A Desert Wife Helped by a Desert Father

“Another time too I found a comely woman wandering in the desert. And when I asked her why and how she had come into these parts, ‘Ask me nothing,’ said she, ‘nor question me for reason, that I am the wretchedest of women, but if it pleases thee to have a handmaid, take me where you wilt’. And when I heard this, I had pity for her and took her to the cave…and gave her three hundred solidi [the Roman coin the solidus, containing 4.5g of pure gold each].” As recorded by the 4th C. Egyptian anchorite St. Paphnutius the Ascetic

-The Desert Fathers: Translations from the Latin

The Way of the Forty was by and large a men’s way. My friend Lorraine and her friend Angela had ridden part of it and gotten themselves arrested by the Egyptian border police, but how much of their trouble was caused by them being women, and how much their eventual release was due to that very same thing, is not known.

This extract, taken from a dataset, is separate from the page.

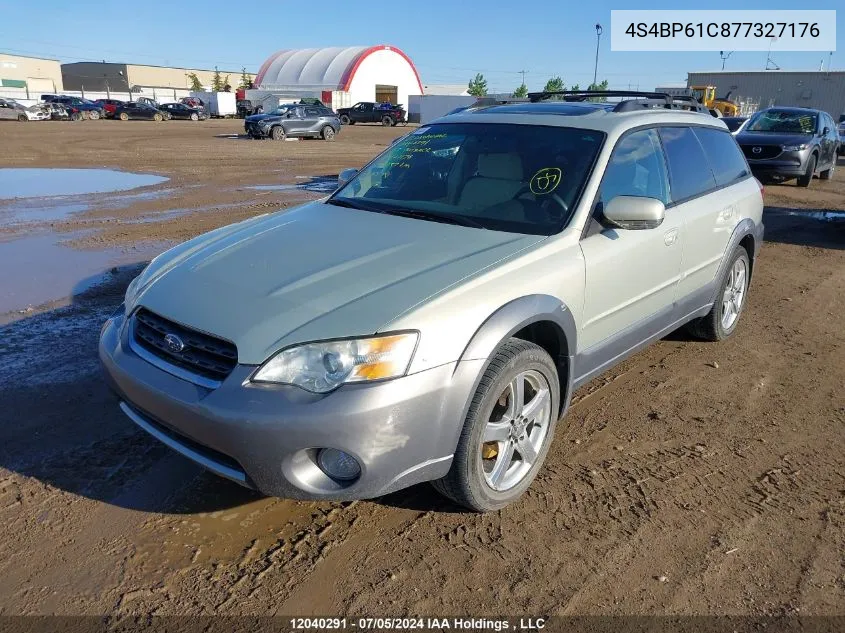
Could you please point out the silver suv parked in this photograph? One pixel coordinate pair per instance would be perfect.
(430, 320)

In my experience, only a few women were to be found at watering stations and in goatherders’ tents. One even washed my hair and my clothes when we passed by. I doubt she had ever done that before. And I sure did not pay her a kilo of gold for her services.

By the way, St. Paphnutius’ account is not what it seems. He did not take her to his cave and pay then for her services. After all, he was called The Ascetic. The woman was wretched because her husband could not pay his taxes. And the goodly saint did not give her everything he had so she could bail him out of debtors’ prison. Instead, Paphnutius was quoting another man’s story, a man who said of himself that he was sinful and degraded. So it is not known what the saint himself would have done with a comely woman offering to be his handmaid in the desert. Maybe ask her to wash his hair.